The older woman had ended up having to comfort the frightened girl. Eleanor quickly discovered that her husband’s only injury was a knock to the brow incurred in the excitement as his bodyguards carried him out of harm’s way; and that he was presently being attended to by the battleship’s surgeon.
The telephone in her cabin rang. Lady Jane picked up. Apparently, HMS Lion’s Captain wanted to speak to her and put her mind at rest.
“Thank you, that will not be necessary. I shall dress and go to my husband in due course.”
No sooner had she put the phone down than Lady Jane blurted out that ‘one of the bodyguards was wounded!’
Although, mercifully, not seriously.
A bullet had grazed his right hip.
‘We,’ Bertie always insisted, ‘must be calm while all around us lose their heads, Ellie. That is our job.
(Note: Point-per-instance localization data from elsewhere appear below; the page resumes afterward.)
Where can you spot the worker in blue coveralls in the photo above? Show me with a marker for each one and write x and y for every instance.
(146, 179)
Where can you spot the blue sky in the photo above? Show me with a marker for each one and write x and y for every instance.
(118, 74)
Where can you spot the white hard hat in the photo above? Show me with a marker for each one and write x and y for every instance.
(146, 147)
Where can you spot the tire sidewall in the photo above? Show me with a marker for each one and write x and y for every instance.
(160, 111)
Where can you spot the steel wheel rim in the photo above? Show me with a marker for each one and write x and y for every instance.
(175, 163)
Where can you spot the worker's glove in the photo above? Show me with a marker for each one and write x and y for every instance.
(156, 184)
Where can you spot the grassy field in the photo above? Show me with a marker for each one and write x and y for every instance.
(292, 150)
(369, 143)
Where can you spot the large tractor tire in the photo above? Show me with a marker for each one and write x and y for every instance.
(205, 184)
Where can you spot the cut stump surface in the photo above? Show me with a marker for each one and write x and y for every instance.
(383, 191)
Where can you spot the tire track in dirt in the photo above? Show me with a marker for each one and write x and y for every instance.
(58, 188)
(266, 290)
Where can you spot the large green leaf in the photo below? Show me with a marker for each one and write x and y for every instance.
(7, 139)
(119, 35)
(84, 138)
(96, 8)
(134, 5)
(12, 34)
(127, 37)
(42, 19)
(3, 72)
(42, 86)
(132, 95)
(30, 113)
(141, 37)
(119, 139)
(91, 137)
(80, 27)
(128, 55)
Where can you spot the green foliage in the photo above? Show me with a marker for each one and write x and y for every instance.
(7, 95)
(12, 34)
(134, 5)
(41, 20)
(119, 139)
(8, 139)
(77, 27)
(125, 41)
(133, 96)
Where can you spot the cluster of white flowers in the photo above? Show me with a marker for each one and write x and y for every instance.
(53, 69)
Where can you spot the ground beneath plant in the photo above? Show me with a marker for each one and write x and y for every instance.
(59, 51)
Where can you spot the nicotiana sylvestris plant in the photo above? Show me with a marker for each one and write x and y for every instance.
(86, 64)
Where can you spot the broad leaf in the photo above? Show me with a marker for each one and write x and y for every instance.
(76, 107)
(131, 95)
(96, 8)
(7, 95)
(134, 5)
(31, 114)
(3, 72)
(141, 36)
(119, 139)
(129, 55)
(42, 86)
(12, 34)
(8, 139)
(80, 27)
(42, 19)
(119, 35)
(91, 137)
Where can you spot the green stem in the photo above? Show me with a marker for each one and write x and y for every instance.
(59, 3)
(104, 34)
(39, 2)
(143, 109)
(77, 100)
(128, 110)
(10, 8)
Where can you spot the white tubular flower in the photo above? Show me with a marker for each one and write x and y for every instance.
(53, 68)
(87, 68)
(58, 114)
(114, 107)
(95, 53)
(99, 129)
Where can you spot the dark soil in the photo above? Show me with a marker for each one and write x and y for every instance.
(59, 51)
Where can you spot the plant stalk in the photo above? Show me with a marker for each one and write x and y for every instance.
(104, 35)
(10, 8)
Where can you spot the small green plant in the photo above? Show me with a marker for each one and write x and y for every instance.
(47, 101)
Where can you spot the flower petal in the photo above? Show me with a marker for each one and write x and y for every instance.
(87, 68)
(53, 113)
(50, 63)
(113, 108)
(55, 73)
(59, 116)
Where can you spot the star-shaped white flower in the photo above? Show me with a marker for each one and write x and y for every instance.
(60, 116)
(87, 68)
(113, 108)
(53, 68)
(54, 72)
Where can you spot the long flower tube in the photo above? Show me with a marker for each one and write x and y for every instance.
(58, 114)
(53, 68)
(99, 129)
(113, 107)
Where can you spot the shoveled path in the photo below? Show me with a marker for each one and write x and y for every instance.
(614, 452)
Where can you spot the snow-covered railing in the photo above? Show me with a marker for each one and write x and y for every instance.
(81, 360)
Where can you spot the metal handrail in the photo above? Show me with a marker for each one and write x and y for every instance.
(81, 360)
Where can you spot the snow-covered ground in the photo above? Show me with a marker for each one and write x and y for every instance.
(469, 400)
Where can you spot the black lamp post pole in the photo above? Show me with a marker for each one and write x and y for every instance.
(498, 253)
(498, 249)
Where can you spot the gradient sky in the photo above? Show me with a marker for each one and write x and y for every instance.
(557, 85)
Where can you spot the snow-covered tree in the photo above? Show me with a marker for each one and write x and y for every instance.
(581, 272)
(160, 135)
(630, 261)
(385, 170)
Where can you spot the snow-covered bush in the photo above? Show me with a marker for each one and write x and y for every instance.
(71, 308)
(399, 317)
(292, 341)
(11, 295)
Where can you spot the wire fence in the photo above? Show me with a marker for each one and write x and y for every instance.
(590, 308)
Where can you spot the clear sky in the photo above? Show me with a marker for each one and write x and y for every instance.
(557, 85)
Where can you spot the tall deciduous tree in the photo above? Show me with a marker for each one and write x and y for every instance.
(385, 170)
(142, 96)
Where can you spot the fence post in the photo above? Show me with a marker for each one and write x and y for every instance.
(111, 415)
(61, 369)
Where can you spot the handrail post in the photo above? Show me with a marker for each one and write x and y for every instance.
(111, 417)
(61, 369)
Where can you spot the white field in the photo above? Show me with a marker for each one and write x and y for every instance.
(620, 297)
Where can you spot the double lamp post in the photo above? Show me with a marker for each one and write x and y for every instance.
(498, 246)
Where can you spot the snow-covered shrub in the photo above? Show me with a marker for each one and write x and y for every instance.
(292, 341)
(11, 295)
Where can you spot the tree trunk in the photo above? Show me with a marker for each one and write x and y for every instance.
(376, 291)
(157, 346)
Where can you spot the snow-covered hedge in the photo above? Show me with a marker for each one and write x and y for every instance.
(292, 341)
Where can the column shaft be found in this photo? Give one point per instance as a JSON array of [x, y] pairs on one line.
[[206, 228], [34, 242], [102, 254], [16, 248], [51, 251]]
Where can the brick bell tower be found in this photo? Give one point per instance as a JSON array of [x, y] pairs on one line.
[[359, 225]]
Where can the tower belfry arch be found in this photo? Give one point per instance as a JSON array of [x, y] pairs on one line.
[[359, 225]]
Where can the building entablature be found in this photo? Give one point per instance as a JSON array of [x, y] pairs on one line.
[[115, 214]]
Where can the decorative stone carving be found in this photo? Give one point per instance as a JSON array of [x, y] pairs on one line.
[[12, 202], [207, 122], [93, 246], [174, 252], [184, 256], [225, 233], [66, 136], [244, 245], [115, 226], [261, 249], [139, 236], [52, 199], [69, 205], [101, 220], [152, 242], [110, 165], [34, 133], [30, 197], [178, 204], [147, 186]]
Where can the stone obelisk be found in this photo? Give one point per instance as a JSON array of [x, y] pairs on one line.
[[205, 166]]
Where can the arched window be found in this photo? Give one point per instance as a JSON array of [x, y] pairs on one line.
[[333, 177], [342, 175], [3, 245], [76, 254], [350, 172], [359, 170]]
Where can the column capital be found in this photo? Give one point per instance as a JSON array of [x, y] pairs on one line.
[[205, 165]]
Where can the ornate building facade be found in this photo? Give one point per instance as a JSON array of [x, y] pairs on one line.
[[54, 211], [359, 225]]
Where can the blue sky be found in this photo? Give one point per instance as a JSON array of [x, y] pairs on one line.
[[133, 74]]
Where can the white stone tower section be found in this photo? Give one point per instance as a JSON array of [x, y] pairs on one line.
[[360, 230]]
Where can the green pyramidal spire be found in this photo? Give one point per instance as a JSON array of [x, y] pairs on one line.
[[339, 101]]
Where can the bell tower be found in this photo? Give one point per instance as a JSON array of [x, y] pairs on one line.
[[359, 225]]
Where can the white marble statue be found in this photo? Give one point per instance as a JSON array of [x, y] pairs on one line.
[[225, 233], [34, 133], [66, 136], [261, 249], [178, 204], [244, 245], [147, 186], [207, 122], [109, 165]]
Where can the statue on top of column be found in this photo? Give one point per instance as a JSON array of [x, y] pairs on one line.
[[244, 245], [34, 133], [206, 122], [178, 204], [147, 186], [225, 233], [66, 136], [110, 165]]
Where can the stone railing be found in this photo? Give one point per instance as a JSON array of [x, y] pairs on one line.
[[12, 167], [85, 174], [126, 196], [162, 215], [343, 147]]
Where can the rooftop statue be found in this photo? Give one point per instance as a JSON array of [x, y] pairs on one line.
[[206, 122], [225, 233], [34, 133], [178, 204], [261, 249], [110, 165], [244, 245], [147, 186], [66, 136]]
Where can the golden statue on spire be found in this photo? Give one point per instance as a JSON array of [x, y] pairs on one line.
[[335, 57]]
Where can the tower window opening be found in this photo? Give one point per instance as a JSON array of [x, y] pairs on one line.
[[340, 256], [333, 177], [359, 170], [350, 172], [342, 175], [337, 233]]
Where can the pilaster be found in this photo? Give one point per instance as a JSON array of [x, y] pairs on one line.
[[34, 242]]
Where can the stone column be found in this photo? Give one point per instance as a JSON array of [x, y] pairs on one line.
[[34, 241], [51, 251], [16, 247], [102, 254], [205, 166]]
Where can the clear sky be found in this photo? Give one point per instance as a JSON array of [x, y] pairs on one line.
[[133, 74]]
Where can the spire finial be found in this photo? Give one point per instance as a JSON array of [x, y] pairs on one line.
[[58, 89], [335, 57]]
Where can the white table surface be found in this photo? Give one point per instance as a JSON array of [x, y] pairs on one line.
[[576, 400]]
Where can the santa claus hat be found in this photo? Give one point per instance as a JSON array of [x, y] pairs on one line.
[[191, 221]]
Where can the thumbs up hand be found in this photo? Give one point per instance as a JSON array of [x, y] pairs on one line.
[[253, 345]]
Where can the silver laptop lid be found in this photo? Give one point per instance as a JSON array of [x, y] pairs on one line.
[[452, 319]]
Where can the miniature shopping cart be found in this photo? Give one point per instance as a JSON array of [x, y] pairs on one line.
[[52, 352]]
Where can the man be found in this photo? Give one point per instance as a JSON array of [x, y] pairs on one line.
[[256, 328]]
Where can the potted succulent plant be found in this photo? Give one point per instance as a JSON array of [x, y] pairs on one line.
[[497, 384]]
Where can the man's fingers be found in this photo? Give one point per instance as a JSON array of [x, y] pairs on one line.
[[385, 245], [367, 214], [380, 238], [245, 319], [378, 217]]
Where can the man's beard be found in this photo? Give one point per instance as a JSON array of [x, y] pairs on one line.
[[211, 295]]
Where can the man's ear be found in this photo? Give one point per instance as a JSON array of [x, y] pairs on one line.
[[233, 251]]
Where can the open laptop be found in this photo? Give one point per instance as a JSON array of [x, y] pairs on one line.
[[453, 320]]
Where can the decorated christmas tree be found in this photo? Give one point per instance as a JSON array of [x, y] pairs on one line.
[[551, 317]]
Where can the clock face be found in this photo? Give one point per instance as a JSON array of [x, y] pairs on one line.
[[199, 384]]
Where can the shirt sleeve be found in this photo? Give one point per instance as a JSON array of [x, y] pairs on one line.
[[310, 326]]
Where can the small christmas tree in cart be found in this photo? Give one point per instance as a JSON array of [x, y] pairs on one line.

That is why we are the ones who live in the great palaces and are feted and acclaimed, and inevitably, sometimes abused, wherever we go.’
‘Rather like the boy left standing on the burning deck,’ she would observe and they would smile, one to the other because in this as in so many things they were of one mind.
Graceful as a swan outside; paddling like a lost duckling inside.
Bertie had burned practically all his bridges marrying a virtual commoner such as she. She was a Spencer, once upon a time her family had infiltrated the dynastic lines of half of Europe; however, those days were history, mostly pre-1860s and her father had hardly had the wherewithal to keep the family’s Northamptonshire pile at Althorp standing by the time she met her future husband.